Habituado de ver o seu clube sempre vencer contra todas as equipes das fazendas da região e de outros estados, o dono do clube quis inovar para fugir da rotina. Então, se valendo da data de aniversário, o coronel programou um jogo contra um adversário melhor e convidou um time baiano para um amistoso na sua fazenda, como de costume. Queria comemorar a data natalícia, ao lado da família e fazendeiros da área, celebrando mais uma vitória do seu esquadrão, se possível de goleada.
Era domingo de primavera, três da tarde. O campinho estava lotado. A torcida não pagava ingressos. Bandeiras tremulando. Público nervoso, agitado no vaivém da tarde empoeirada, tomava conta da área dedicada ao esporte na propriedade. Adversário de fora, juiz, idem. É que o fazendeiro e cartola preferiu um árbitro da capital para provar que sua equipe ganhava na raça, com garra e categoria, sem suborno e sem desonestidade. Antes do início da partida, o coronel Antero chamou de lado o juiz para dizer que queria um jogo limpo, sem violência. Recomendou aos jogadores que ganhassem como nas vezes anteriores. "Quero ganhar hoje de qualquer jeito, no sangue de guerreiro, no toque de bola, com valentia.
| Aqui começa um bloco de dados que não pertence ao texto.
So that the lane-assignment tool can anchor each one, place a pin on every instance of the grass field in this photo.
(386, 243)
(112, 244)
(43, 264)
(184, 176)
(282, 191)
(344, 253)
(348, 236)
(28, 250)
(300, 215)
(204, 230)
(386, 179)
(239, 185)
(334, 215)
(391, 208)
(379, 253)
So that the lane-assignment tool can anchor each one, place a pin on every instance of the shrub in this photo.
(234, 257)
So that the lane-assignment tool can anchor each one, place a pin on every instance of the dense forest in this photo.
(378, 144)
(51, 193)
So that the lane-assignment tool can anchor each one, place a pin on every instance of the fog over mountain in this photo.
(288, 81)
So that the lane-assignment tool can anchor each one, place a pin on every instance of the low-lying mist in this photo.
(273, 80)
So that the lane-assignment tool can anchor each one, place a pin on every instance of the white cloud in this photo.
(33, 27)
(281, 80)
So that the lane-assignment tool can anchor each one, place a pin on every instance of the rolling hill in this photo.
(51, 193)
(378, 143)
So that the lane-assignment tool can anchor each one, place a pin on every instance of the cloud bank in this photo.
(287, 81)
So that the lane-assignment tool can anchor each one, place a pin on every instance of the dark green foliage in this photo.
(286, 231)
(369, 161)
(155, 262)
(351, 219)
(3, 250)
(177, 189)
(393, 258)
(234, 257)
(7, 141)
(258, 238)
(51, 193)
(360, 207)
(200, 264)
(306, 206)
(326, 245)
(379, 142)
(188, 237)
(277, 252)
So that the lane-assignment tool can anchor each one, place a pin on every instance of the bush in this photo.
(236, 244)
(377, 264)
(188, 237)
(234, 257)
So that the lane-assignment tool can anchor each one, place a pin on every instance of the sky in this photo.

Ganhem o jogo, sejam homens machos, durões!", recomendou.
O jogo se iniciou. Primeiro tempo,vinte minutos, zero a zero. Trinta e cinco minutos, zero a zero. A torcida do coronel, atendendo seu pedido, gritava, soltava bombas, chamava pelos nomes dos atletas, pedia gols e nada. Até que aos quarenta minutos da primeira fase o adversário abriu a contagem. Num lance bonito, bem trabalhado, Ferreirinha marcou. A torcida, com coronel, família, amigos e todo mundo, calou-se. Terminou o primeiro tempo.
O coronel, mais uma vez, conversou com jogadores e o técnico, pedindo vitória. "Temos de ganhar. Tratem de jogar. Vocês são homens ou são umas cachorras. Vamos vencer. Precisamos ganhar o jogo. Lutem com todas as forças"! Gritou, Antero, que pediu ao juiz, também, que apitasse certo, honestamente.
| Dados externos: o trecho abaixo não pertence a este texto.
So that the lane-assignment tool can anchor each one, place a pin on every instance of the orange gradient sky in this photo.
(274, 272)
Começou a segunda etapa. Os atletas se estranharam.Começou a violência.Aí o árbitro meteu a mão no bolso e soltou cartão amarelo adoidado. A quase cada minuto, alguém recebia cartão, inclusive os goleiros. Meia hora de jogo, um a zero. A torcida se desesperava. Antero suava por todos os poros. Passava o lenço na cara a todo instante. A roupa estava molhada. Parecia que homem tomava banho.
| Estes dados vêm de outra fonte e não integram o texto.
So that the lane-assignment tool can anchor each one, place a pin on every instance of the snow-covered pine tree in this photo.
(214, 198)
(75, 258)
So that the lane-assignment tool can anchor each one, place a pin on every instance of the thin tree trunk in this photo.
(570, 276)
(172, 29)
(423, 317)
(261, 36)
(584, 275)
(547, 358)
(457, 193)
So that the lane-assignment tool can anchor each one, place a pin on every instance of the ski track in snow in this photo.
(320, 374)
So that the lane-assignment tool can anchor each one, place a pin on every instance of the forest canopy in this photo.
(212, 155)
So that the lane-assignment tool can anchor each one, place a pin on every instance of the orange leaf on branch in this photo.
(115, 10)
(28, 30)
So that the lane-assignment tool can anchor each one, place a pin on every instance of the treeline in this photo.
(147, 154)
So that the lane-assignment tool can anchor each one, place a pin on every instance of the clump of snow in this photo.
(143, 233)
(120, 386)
Trinta e cinco minutos, segunda fase,um a zero para os baianos. Os ânimos esquentaram, Um tumulto estourou no meio do campo. O pau quebrou! Foi soco, botinada, pontapé para todo lado. A torcida perdeu a paciência com a perda da invencibilidade do time do fazendeiro. Os torcedores também se atracaram. O jogo virou uma batalha. Dez minutos depois havia gente ferida fora do campo. Os briguentos se armaram de pedras, paus, faca-peixeira durante o conflito. O árbitro expulsou seis jogadores, aplicou 80 cartões amarelos e seis vermelhos. Cada time terminou o jogo com três jogadores a menos.Duzentas pessoas deixaram o campo banhadas em sangue. Ninguém morreu. Ao término da partida, o juiz chamou os dirigentes dos dois times e parabenizou o coronel pelo aniversário e pela vitória de 1 a 0, o que mantinha o time invicto na história do futebol local.